Mereka pun pergi meninggalkan rumah dengan mengendarai mobil sedan Jazz yang mereknya berlogo H. Sepeninggalnya mereka, aku masuk rumah. Sebelum bercerita lebih lanjut, aku jelasin dulu rumah Joys.

Rumah Joys terletak di komplek yang jalan masuknya banyak. Di antara jalan masuk itu, hanya satu jalan yang rada enggak enak untuk dilewati. Jalan itu, masuknya melewati lapangan basket dan tenis kompleks. Yang kemudian, bisa disusuri lewat jalan setapak di mana ada sebuah rumah kosong rusak yang ada pohon besar membengkok ke arah jalan setapak itu. Jadi, andai kita melewati jalan setapak itu, secara otomatis kita bakal lewat di bawah ranting-ranting pohon tersebut. Suasana jalan itu memang bikin tak nyaman hati. Beberapa kali lewat setapak itu, aku "diberi lihat" sesosok orang duduk-duduk di atas pohon itu. Entah siapa. Beberapa meter dari pohon, ada sebuah rumah kosong lagi yang parah banget hancurnya.

Sesuai anjuran dari orang tua Joys, aku langsung ke atas. Kemudian menyalakan PS3, memainkan Fifa 13 yang lagi keluar. Aku segera menikmati waktu lengang ini di rumah orang. Tak terasa suara adzan Magrib sudah terdengar bertalu-talu. Aku melihat jam dan waktu sudah menunjukkan pukul 5.45 WIB. Sudah lebih 45 menit dari waktu yang dijanjikan Joys untuk segera pulang. Merasa bete, aku menelepon Joys dengan BlackBerry Curve 9300 3G.

"Halo, Joys, kamu ada di mana? Aku udah di rumahmu nih. Enggak ada orang, bikin bete!" tukasku nyerocos.

"Sori. Kamu nikmatin dulu deh waktu di rumahku. Kayaknya aku pulang agak lamaan nih. Paling setengah tujuh-an."

"Oh, yaudah. Jangan lama-lama ya. Aku spooky nih di sini sendirian."
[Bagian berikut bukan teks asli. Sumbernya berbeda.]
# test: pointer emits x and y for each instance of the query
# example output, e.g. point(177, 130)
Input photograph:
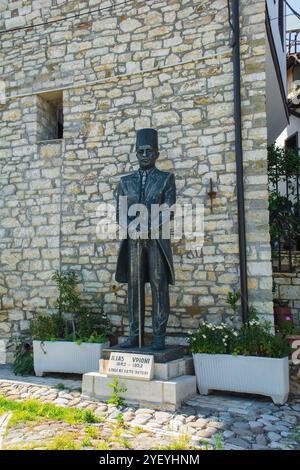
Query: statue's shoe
point(158, 344)
point(130, 342)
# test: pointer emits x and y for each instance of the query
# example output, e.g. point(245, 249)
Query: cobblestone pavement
point(242, 423)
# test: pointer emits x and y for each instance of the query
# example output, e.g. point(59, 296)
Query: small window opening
point(50, 118)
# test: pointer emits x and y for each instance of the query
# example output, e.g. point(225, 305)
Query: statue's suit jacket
point(159, 189)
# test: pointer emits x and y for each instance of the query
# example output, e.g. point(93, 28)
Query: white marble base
point(159, 394)
point(163, 371)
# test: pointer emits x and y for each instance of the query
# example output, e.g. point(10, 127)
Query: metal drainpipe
point(239, 159)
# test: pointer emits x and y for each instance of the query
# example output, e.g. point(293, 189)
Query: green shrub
point(72, 320)
point(252, 339)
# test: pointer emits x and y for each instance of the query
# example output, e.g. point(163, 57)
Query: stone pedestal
point(173, 381)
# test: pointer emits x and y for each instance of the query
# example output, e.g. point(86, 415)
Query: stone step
point(163, 371)
point(159, 394)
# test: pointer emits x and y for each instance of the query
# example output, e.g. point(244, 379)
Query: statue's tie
point(143, 184)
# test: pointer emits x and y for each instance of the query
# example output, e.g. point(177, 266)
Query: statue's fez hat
point(147, 137)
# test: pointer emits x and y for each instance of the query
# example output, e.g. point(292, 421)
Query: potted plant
point(71, 339)
point(249, 359)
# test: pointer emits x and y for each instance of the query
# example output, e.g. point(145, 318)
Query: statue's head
point(147, 148)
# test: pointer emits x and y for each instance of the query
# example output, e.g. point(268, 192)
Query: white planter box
point(244, 374)
point(66, 357)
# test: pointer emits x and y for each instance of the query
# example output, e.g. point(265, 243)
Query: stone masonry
point(166, 64)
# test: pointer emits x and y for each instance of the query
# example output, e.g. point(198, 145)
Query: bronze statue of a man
point(146, 258)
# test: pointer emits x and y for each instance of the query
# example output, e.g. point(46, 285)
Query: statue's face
point(146, 156)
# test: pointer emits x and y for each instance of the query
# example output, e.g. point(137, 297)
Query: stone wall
point(287, 288)
point(166, 64)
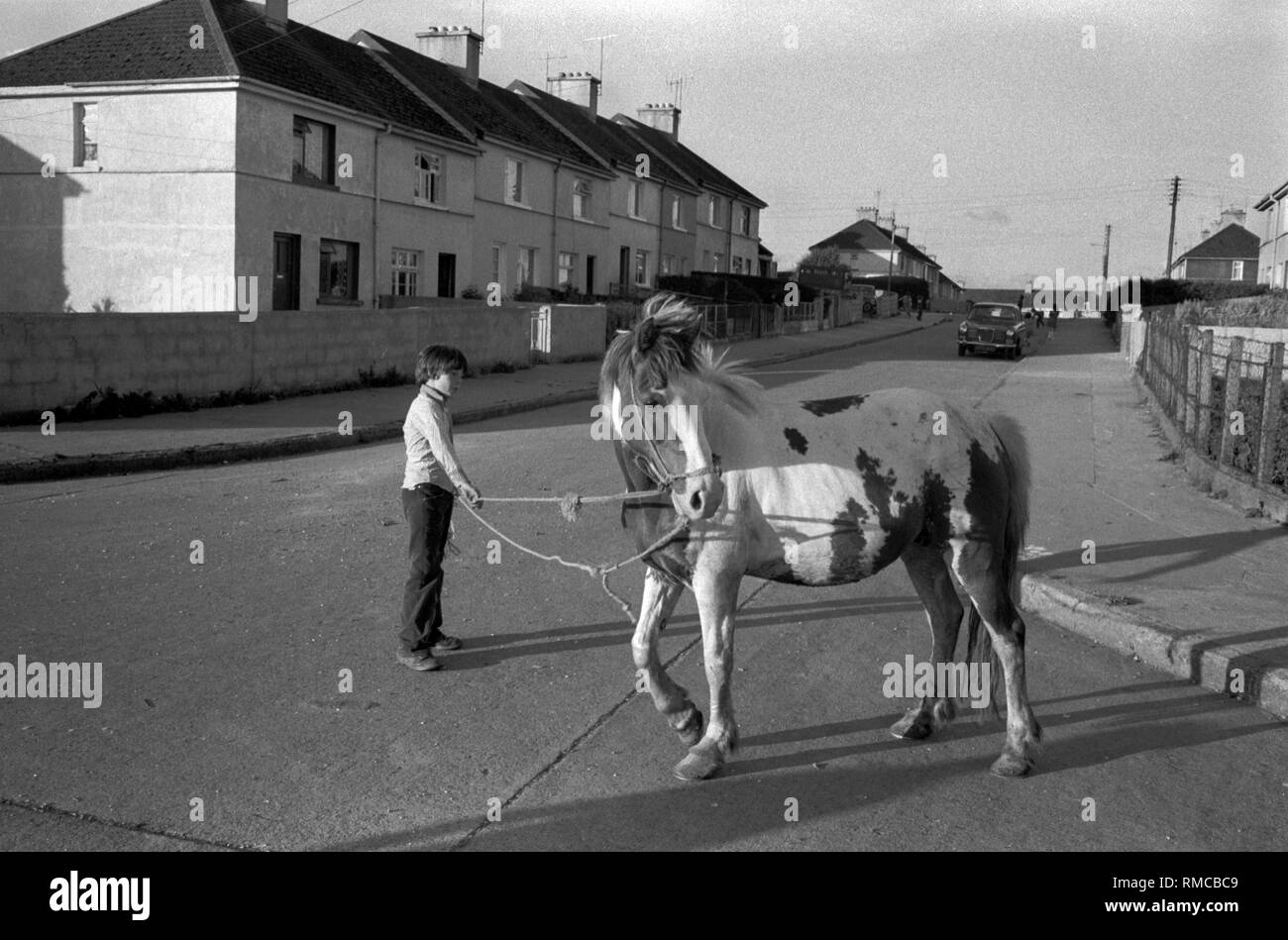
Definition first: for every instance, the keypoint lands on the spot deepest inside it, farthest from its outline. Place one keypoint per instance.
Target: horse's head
(649, 385)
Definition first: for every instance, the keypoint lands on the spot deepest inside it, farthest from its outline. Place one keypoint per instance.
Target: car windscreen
(995, 314)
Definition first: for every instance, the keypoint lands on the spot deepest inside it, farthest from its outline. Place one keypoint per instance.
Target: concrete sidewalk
(310, 423)
(1124, 549)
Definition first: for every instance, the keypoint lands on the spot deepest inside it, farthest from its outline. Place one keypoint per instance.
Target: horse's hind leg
(934, 586)
(979, 568)
(669, 698)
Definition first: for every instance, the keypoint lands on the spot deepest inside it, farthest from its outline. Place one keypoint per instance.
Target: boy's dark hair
(433, 361)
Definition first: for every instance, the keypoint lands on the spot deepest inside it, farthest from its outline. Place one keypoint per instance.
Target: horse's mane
(665, 343)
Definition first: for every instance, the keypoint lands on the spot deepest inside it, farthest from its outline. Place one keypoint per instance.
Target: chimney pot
(455, 47)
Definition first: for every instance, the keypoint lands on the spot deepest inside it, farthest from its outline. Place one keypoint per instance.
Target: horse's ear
(645, 335)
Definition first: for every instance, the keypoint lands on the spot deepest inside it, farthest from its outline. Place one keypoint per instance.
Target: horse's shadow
(488, 651)
(746, 802)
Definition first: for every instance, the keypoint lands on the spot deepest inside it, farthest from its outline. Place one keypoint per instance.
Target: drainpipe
(661, 211)
(554, 230)
(729, 249)
(375, 224)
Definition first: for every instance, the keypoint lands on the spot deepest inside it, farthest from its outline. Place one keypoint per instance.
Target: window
(567, 262)
(429, 178)
(527, 265)
(497, 262)
(338, 271)
(581, 200)
(406, 268)
(314, 153)
(514, 181)
(640, 266)
(86, 134)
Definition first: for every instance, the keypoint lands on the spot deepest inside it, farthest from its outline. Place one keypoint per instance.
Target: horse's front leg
(717, 600)
(669, 698)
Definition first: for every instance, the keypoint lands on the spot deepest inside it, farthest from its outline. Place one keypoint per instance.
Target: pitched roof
(694, 166)
(867, 236)
(1232, 241)
(151, 44)
(606, 141)
(484, 110)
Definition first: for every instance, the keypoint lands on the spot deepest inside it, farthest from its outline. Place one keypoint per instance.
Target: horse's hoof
(698, 765)
(913, 726)
(691, 732)
(1012, 765)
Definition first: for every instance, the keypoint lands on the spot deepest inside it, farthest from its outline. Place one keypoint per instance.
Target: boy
(432, 479)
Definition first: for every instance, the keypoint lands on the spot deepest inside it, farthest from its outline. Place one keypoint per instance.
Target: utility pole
(550, 58)
(1171, 232)
(600, 40)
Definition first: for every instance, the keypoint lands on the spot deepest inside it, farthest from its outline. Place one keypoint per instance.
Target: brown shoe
(420, 661)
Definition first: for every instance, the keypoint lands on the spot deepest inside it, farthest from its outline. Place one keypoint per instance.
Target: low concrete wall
(570, 331)
(50, 360)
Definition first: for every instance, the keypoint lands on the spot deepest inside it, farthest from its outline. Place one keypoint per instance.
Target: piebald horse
(823, 492)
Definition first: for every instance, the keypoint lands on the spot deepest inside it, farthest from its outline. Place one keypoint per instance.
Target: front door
(286, 271)
(446, 275)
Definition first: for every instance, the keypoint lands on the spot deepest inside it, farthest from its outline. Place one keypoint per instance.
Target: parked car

Entah kenapa, rumah Joys mendadak berubah suasana menjadi tak enak. Kamar Joys terletak di lantai atas. Pintunya menghadap utara. Sebelah barat kamar ada kamar kosong yang dijadiin gudang. Sebelah timur ruang buat pakaian kering selesai jemur. Seberang kamar Joys balkon buat jemuran dan beberapa barang-barang kuno yang aku sendiri heran kenapa masih disimpan, tidak dibuang saja. Perutku juga sudah mulai berbunyi, tanda lapar melanda. Karena itu, aku langsung turun mencari makanan. Kubuka kulkas, dan menemukan beberapa potong Pizza dan coke di sana. Langsung aku comot tanpa pikir panjang dan memakannya di meja.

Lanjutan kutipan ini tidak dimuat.